Riesch: In diesem Jahr setzen wir bewusst mehrere Schwerpunkte. Ein wichtiger Fokus liegt auf unserer eigenen Weiterentwicklung. Wir haben den Vorstand erweitert, einen Beirat gegründet und bauen aktuell auch die Geschäftsstelle aus. Gleichzeitig entwickeln wir unsere Fach- und Arbeitsgruppen weiter und stärken ihre Profile.
Sahi: Inhaltlich treiben wir zwei grössere Projekte voran. Zum einen die inklusive Einführung der E-ID. Zum anderen die "NAMos"-Pilotstudie, ein nationales Monitoring zur digitalen Barrierefreiheit, bei dem wir systematisch untersuchen, wie zugänglich Websites in der Schweiz heute tatsächlich sind und wo konkreter Handlungsbedarf besteht.
Von wem wünschen Sie sich dieses Jahr mehr Engagement für digitale Inklusion?
Sahi: Wir wünschen uns mehr Engagement von Unternehmen, die digitale Dienstleistungen und Produkte entwickeln, die uns täglich begleiten. Genau dort entscheidet sich, ob digitale Teilhabe gelingt oder nicht. Das betrifft insbesondere Bereiche wie E-Commerce, Krankenkassen, Banken, Medien oder auch Mobilität. Ihre Angebote sind für viele Menschen zentral im Alltag. Hier gibt es noch viel Potenzial.

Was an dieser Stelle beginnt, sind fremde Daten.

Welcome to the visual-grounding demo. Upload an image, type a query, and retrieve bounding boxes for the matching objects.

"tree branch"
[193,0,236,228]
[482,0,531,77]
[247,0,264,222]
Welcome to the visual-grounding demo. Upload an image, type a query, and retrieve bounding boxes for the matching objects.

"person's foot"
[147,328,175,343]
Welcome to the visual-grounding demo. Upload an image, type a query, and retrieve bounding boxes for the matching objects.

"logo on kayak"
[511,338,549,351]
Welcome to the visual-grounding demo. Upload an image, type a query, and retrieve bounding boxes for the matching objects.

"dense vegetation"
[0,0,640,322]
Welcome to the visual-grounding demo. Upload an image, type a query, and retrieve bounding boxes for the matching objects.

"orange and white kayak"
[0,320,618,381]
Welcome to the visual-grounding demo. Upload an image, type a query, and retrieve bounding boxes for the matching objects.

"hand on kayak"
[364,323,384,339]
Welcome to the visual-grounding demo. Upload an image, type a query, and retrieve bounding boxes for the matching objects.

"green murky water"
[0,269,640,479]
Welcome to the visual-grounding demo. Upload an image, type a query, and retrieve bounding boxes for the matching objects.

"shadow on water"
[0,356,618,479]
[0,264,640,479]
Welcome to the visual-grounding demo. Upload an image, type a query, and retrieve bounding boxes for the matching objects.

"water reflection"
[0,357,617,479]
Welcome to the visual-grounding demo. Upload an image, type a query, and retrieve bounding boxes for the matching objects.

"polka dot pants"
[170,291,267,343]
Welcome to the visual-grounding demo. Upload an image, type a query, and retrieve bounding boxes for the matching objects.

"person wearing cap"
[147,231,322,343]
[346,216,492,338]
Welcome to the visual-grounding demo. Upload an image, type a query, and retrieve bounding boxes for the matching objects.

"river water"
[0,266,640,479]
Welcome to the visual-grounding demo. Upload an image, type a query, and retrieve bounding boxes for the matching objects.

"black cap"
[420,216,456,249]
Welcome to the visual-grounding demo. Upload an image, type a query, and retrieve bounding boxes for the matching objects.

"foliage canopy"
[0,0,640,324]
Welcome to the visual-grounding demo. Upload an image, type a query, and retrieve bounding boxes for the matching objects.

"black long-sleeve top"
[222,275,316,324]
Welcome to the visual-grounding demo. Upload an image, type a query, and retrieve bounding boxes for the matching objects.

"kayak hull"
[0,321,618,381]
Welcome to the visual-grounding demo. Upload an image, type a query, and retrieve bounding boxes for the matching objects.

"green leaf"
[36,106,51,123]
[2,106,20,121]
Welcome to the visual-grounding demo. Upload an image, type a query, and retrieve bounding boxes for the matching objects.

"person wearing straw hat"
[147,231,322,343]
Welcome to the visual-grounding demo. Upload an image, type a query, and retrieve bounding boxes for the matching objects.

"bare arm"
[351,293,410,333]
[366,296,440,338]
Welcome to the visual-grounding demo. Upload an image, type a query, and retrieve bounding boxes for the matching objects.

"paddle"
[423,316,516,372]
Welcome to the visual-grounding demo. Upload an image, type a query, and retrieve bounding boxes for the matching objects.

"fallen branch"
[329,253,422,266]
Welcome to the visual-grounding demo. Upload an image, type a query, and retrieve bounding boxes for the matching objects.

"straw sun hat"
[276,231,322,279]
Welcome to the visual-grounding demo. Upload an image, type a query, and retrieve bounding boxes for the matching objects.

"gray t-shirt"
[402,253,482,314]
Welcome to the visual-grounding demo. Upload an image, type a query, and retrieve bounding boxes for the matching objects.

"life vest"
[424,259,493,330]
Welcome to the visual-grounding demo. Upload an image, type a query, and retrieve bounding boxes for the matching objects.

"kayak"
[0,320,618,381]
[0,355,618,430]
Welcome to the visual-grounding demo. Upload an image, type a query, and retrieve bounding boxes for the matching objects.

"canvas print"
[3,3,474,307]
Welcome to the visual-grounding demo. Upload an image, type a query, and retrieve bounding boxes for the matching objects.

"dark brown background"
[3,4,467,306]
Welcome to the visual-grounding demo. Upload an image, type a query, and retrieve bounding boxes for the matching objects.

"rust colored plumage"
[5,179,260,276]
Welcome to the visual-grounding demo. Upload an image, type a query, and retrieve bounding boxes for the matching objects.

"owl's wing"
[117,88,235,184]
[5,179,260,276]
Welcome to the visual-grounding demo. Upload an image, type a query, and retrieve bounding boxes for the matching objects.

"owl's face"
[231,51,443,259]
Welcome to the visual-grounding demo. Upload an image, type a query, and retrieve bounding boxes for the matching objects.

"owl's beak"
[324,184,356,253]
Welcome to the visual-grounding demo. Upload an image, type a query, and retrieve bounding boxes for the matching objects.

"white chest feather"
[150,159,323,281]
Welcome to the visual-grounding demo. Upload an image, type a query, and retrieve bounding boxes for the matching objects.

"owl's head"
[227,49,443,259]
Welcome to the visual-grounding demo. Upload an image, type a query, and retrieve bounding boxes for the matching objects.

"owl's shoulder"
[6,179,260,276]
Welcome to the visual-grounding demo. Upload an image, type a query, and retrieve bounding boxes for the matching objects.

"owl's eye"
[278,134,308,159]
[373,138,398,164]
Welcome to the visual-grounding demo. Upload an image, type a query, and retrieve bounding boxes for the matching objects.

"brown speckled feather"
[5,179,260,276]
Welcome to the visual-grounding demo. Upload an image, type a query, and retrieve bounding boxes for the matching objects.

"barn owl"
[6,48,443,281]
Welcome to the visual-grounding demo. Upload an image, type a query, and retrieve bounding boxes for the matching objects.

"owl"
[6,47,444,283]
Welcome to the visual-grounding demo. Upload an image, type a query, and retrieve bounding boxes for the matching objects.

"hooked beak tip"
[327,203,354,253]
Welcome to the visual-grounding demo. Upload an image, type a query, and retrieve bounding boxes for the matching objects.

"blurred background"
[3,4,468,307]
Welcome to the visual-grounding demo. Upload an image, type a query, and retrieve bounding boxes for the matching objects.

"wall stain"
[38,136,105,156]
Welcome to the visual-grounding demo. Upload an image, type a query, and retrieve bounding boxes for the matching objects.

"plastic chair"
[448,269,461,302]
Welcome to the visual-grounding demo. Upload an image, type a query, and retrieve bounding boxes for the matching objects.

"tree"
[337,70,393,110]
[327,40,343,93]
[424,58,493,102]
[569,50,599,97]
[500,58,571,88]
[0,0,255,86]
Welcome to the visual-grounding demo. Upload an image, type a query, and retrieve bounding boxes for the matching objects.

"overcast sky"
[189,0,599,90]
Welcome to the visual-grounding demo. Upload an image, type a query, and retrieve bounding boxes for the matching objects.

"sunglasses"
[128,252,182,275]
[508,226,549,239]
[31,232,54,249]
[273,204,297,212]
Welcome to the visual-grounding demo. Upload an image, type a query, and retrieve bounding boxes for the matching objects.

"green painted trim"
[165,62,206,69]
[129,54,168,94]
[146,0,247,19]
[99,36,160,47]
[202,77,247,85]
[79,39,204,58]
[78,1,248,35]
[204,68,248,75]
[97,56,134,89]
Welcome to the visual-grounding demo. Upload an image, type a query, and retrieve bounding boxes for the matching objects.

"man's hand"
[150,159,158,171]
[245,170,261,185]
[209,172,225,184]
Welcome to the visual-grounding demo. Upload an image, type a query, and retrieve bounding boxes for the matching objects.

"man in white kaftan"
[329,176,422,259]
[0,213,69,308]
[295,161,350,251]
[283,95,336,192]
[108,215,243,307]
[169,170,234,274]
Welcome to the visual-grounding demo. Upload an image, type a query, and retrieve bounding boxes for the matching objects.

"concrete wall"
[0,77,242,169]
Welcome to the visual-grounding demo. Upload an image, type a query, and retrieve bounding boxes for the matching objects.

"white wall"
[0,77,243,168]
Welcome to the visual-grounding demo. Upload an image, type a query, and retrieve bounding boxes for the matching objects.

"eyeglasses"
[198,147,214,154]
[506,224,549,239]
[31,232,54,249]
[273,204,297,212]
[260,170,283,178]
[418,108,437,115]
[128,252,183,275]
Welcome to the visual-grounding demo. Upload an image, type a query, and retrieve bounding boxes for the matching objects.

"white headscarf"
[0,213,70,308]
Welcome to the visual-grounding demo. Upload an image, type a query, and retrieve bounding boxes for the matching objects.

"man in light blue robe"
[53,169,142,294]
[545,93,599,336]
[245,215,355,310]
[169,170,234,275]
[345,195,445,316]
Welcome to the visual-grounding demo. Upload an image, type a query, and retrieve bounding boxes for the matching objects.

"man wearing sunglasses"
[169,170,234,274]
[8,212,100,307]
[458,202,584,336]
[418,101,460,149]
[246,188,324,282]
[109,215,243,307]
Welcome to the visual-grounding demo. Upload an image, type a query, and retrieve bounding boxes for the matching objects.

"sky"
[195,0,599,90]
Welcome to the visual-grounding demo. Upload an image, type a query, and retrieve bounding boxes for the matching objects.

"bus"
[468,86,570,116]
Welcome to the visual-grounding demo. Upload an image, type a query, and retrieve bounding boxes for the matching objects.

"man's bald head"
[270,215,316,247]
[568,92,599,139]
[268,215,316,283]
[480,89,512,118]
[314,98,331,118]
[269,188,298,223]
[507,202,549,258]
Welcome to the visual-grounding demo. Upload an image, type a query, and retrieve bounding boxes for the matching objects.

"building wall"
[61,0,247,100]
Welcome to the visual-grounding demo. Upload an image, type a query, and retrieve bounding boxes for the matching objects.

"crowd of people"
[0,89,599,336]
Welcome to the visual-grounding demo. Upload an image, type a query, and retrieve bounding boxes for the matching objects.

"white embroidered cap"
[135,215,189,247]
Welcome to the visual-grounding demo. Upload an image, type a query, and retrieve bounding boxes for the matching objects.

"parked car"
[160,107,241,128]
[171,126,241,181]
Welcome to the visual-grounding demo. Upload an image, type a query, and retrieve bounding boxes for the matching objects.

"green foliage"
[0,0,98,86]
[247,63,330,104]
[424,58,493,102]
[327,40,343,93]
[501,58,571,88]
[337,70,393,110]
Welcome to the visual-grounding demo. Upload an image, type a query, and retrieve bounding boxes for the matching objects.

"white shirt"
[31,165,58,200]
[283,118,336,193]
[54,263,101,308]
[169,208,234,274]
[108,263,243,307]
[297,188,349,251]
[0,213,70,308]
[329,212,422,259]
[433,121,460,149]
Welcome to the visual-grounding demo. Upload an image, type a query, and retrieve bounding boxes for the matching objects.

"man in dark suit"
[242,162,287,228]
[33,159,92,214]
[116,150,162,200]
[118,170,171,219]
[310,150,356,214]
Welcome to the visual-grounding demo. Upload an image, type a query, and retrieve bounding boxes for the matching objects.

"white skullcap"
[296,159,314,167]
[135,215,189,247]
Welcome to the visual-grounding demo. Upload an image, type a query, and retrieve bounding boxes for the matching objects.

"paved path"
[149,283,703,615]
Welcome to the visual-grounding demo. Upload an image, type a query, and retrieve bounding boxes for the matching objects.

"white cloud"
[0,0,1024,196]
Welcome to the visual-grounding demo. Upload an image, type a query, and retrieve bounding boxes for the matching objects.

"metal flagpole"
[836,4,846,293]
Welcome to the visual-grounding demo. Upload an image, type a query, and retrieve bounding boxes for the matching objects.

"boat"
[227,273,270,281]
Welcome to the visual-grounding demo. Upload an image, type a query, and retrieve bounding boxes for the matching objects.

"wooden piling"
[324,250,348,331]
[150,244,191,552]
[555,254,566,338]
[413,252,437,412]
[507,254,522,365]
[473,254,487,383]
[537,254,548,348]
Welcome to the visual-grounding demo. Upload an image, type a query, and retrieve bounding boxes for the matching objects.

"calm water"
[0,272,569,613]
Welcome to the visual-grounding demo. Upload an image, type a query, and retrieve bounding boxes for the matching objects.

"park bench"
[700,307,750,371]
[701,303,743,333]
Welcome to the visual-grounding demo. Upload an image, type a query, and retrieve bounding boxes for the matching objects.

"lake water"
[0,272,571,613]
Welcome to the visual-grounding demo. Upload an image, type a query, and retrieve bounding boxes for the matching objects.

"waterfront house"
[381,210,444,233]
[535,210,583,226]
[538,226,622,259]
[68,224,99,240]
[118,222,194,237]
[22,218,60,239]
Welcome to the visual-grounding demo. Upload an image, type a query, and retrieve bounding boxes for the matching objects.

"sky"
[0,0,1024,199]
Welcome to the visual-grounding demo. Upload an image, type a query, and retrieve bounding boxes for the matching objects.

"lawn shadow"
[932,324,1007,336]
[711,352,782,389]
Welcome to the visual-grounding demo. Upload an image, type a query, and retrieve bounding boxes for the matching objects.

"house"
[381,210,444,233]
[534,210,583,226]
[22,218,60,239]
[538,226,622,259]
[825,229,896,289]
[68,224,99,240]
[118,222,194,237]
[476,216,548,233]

Riesch: Wir laden alle Akteure ein, gemeinsam auf Augenhöhe die digitale Inklusion mitzugestalten: Als nationale Plattform bündeln wir Kräfte aus allen Sektoren, um Barrieren abzubauen und allen Menschen die gleichberechtigte Teilhabe an der digitalen Welt zu ermöglichen
Wir laden alle Akteure ein, gemeinsam und auf Augenhöhe die digitale inklusive Zukunft aktiv mitzugestalten, indem wir als nationale Zusammenarbeitsplattform die Kräfte von Verwaltung, Wirtschaft, Bildung und Zivilgesellschaft bündeln, um Barrieren abzubauen und eine Gesellschaft zu verwirklichen, in der alle Menschen gleichberechtigt an der digitalen Welt teilhaben können.
Amir Sahi ist Leiter der Geschäftsstelle der Allianz Digitale Inklusion Schweiz (ADIS). Er bewegt sich an der Schnittstelle von Wirtschaft, Bildung und öffentlichem Sektor und setzt sich für eine inklusive digitale Gesellschaft ein. Zuvor war er als Berater bei EY tätig sowie als Dozent und Projektleiter an der Berner Fachhochschule, mit Fokus auf digitale Inklusion, Innovation und Nachhaltigkeit.
Markus Riesch ist Co-Präsident der ADIS. Er arbeitet und forscht seit über 20 Jahren im Bereich des behindertengerechten Zugangs zu Informations- und Kommunikationstechnologien IKT. Seit 2015 arbeitet er beim Eidgenössischen Büro für die Gleichstellung von Menschen mit Behinderungen EBGB und leitet dort die Geschäftsstelle E-Accessibility Bund. Als Co-Präsident setzt sich Markus Riesch für den Aufbau der Allianz ein.